Now, I LOVE personality psychology, so the small barrier of entry wasn’t going to hold me back. But that’s not something I see playing out for everyone. In fact, that barrier of entry can trip people up pretty hardcore. I know people who have read “Gifts Differing” by Isabel Briggs-Myers and STILL don’t understand that she was talking about cognitive functions. As in, totally missed it.
While on the forums (that I came to hate), it became really obvious to me that crossing that barrier of entry was a sort of exclusive little club. As in, they didn’t want the masses to understand cog funcs, because otherwise they wouldn’t be able to stay exclusive in their knowledge. A knowledge, I suspect, that is weaponized more than it’s used as a tool for building up or a gift to give to the world.
So, when my previous business partner and I were talking about bringing this information to the masses we decided to just abandon that barrier of entry of confusion.
Why have someone say “Introvert Intuitives – they use Introverted Intuition, right?” and then have to respond with, “No, no, only if they’re Judgers, then they use Introverted Intuition. Otherwise they use Extraverted Intuition,” only to have them scratching their heads saying, “Huh?”
Why not just name them something else?
No more confusion, no more head scratching, no more barrier of entry. No more conversations around “That doesn’t make sense, I should be using Introverted Intuition, I’m an INFP!” You’re an INFP, you use Exploration. And the response is, “Oh, okay. Cool.”
Thus, accessibility is born.
Second, why do we call it the Genius System?
As a Myers-Briggs enthusiast, I’m not sure if you’ve noticed, but a lot of people think they “know” Myers-Briggs.
“Oh, yeah, I had to take that personality test for my work one time. I’m an EPTF.”
If you say, “Yeah, that’s not how it works,” they already think they ‘know’ and their input mechanisms close down.
Just to be clear, I think personality psychology is one of the things that will save the world. Seriously. SAVE. THE. WORLD. There are a lot of people who are born leaders, born problem-solvers, born change agents who cloister themselves off from the world and lick the wounds called, “I’m not okay, I’m not good enough, nobody understands me.”
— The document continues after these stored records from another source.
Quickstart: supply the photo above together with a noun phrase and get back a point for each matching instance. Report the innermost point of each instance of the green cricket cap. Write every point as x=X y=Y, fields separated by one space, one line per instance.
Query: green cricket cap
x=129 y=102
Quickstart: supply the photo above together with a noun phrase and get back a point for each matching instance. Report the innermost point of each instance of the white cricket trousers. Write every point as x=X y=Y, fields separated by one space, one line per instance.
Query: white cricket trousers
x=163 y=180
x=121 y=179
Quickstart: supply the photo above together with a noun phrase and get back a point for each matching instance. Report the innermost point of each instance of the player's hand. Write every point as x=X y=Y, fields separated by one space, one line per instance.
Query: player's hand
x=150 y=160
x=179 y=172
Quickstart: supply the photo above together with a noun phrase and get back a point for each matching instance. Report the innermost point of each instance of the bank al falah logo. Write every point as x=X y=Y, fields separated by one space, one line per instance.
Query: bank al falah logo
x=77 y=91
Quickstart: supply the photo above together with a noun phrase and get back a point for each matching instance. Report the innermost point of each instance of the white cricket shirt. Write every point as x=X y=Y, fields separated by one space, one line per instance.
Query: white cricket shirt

I think this is unconscionable, and it’s my mission to do everything possible to light these people up. To reverse the damage of “I’m not okay,” and reprogram the message, “I’m AMAZING and the world needs me.”
World hunger, war, pollution… all the biggies could be the focus of our attention if we weren’t focused on our personal wounds. If we’re happy, healthy, and coming from a place of psychological and emotional abundance, we can give back in a big way. And I personally believe understanding one’s personality type is a quick, leveraged first step in going, “Someone understands me? I’m actually part of a group of people like me? This isn’t ‘bad’, ‘wrong’ or ‘broken’, it’s just wiring?” And then BAM. The salve is on the wound, and the first steps toward solving major problems is taken.
If we can get people to re-evaluate their assumptions about a system that is becoming too easy to dismiss, if we can remove the barrier of entry to understanding something that could be a Game Changer for themselves and, potentially, the world, then we’ll call it Dr. Scholl’s Miracle Hair Ointment and Personality Salve.
Instead, of course, our marketing experience tells us to call it Genius Styles. Sometimes we call the cognitive functions ‘pillars’, sometimes ‘lenses’. It kind of depends upon the audience and what makes sense at the time. People like it, it makes them feel cool and special (our goal) and bonus: it’s true. Your primary and secondary cognitive functions ARE your genius, if you choose to development them, and so we have no problem stating them as such.
For you Myers-Briggs geeks (like me) that see something that feels amiss – you’re right. It IS amiss. But not to hornswaggle. To educate, to elucidate and, hopefully, to increase happiness for everyone who comes across the information.